How one woman in Brazil used her high school education as a way out of poverty. Already, universal education has boosted half the Brazilian population into the middle class.
Chantal James/Special to The Christian Science Monitor
Rio de Janeiro
A paper cap corralling her long, curly hair and a white paper mask muffling the lilt of her salon gossip, Meire adjusts a neon ring of light and peers businesslike at the calloused foot of a client lying on a white leatherette recliner. Pedicures are serious business in this mecca of sun worship and sandals.
As lowly a job as it may seem to bathe, poke, pluck, and massage other people's feet, this job is golden. It has boosted Meire up the socioeconomic ladder and out of the slums: By serving the middle and upper classes in her cubicle at Ipanema's Spa do Pé (Foot Spa), she has herself entered Brazil's burgeoning middle class.

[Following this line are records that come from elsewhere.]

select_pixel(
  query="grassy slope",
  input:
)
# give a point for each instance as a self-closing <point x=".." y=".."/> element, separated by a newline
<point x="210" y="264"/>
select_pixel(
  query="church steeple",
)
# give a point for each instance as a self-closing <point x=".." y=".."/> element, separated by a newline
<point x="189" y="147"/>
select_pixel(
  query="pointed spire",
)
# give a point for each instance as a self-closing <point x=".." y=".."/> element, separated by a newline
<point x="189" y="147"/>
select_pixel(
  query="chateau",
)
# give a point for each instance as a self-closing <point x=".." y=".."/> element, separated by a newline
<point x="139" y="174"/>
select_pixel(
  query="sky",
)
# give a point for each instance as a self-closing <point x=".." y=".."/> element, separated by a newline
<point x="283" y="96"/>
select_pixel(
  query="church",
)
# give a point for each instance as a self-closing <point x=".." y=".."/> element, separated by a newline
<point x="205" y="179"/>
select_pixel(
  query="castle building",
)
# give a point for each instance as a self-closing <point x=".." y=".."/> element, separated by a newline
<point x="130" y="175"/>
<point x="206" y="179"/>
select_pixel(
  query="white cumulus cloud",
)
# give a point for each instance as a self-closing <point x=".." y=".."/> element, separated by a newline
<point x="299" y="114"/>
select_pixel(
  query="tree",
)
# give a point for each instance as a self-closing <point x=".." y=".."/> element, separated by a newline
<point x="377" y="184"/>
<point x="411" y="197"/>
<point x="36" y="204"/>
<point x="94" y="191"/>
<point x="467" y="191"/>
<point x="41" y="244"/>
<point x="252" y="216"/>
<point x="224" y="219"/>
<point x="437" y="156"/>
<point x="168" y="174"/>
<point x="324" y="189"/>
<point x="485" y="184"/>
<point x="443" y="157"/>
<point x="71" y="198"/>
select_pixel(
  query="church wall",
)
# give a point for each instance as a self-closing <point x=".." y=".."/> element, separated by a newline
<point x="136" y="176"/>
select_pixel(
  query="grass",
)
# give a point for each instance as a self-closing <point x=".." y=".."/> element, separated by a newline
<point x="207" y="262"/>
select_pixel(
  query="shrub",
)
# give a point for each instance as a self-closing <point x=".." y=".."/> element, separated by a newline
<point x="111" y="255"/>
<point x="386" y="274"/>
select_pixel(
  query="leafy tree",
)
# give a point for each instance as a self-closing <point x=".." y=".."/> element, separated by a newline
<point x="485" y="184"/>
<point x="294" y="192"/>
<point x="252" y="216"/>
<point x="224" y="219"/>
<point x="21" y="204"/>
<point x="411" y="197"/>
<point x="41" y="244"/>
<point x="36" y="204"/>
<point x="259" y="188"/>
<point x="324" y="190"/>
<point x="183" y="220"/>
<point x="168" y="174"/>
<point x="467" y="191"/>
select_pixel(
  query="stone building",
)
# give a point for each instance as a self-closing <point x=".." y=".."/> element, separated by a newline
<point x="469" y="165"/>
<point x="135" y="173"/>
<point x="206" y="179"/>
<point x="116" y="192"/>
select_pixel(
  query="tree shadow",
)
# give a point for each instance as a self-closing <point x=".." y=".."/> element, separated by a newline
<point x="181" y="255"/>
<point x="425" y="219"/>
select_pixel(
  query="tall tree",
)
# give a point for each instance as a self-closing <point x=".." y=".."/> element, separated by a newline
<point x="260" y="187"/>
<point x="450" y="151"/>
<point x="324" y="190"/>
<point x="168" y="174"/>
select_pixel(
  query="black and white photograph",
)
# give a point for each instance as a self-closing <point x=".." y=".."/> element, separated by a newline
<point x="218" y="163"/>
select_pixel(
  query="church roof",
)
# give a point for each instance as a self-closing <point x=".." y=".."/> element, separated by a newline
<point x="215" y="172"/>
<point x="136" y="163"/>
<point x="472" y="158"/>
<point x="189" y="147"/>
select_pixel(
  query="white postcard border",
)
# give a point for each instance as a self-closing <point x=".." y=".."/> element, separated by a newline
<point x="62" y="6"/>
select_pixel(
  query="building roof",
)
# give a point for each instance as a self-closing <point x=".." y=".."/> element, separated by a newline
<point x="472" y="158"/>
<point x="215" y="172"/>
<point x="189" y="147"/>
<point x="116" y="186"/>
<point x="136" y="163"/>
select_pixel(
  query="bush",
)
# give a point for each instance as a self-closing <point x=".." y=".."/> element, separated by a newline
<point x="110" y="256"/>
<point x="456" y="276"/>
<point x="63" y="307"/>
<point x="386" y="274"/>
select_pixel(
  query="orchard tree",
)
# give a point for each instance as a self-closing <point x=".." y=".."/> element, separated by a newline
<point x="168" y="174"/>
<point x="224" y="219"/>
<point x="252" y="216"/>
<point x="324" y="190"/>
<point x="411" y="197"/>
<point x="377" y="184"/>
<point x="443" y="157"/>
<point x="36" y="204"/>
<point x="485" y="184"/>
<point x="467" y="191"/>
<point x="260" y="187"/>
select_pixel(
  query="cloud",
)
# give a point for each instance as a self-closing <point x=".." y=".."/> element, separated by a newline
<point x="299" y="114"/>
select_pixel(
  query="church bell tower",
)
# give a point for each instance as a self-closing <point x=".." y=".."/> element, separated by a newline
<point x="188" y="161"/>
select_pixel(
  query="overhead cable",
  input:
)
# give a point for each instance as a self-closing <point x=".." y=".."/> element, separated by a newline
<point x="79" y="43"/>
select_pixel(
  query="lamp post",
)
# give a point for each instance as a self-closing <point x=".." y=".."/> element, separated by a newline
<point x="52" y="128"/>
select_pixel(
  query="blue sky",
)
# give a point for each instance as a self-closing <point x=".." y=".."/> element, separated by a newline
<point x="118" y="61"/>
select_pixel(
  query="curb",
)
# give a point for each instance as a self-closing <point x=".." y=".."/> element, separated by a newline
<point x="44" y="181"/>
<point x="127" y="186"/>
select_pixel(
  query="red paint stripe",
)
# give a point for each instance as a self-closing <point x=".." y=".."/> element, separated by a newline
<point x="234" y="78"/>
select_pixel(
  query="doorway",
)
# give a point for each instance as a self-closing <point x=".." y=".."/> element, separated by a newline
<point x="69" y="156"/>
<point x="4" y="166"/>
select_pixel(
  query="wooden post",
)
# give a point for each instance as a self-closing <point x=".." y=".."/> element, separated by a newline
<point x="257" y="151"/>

"I love what I do," she often says, as she straightens up from hunching over a client's newly buffed feet. And that's despite a three-hour round-trip bus commute to work five days a week – and frequent house-call detours she makes for extra cash.
Meire, who asked that the Monitor not use her real name for security reasons, is living the middle-class dream that is spreading across the globe. Her income – the equivalent of $1,000 a month – has enabled her to get a mortgage on a small house on a tree-lined street 15 minutes from her parents' home in the giant Jacarezinho , or slum. Brazil's middle class, swelling with people like her who have achieved higher levels of education than their parents, is now estimated to include half the nation's population of 191 million. The burgeoning consumer appetite, say economists, buffered the country from the world recession that began in 2008: Unlike the United States and much of Europe, Brazil's economy is booming, with 7.5 percent gross domestic product growth in 2010.